Function with all derivatives $\infty$ at $0$.

Question

I was wondering if you could construct a infinitely differentiable function where every derivative is $\infty$ at $0$. I tried some ideas like bump-function but didn't really get anywhere. Does anyone has a idea?

Answer 1

Since infinity is not a number, this needs to be translated into limits to make sense.

Even then, there is an issue either side of $0$: if $f'(x) \to +\infty$ as $x \to 0$, then

• you might not be too surprised to see an example of $f''(x) \to +\infty$ as $x \to 0^-$, since $f'(x)$ must be increasing somewhere just below $0$, and of $f''(x) \to -\infty$ as $x \to 0^+$, since $f'(x)$ must be decreasing somewhere just above $0$;
• you would be surprised to see $f''(x) \to +\infty$ in both cases as $f'(x)$ cannot be increasing when it is already infinite.
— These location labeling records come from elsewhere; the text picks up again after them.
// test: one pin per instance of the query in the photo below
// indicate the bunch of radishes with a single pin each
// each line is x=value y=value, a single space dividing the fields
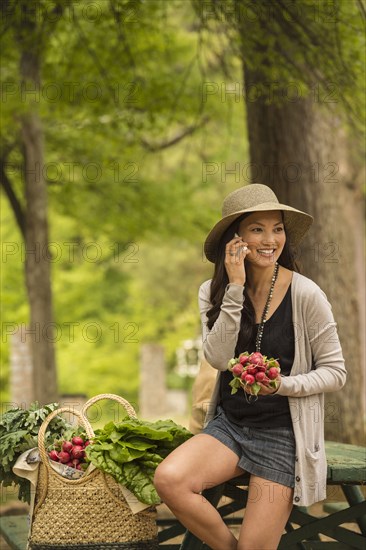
x=250 y=368
x=71 y=453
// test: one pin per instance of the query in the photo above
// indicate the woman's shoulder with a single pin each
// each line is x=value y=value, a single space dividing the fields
x=205 y=288
x=306 y=286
If you do not care about the sign of the infinite derivative then you could try something like $$f(x)=x^{1/3}$$ when $x\not =0$ and $f(0)=0$, using real cube roots of negative numbers. It has derivatives $$f^{(n)}(x)=\frac{(-1)^{n-1}}{\left(x^{1/3}\right)^{3n-1}}\prod\limits_{k=1}^n \left(k-\frac13\right)$$ with the limit of the absolute $n$th derivative being $$\lim\limits_{x \to 0} \left|f^{(n)}(x)\right|=\infty$$ for any positive integer $n$, and both for all the odd derivatives and for negative $x$ and even derivatives you have $\lim\limits_{x \to 0}f^{(n)}(x)=+\infty$.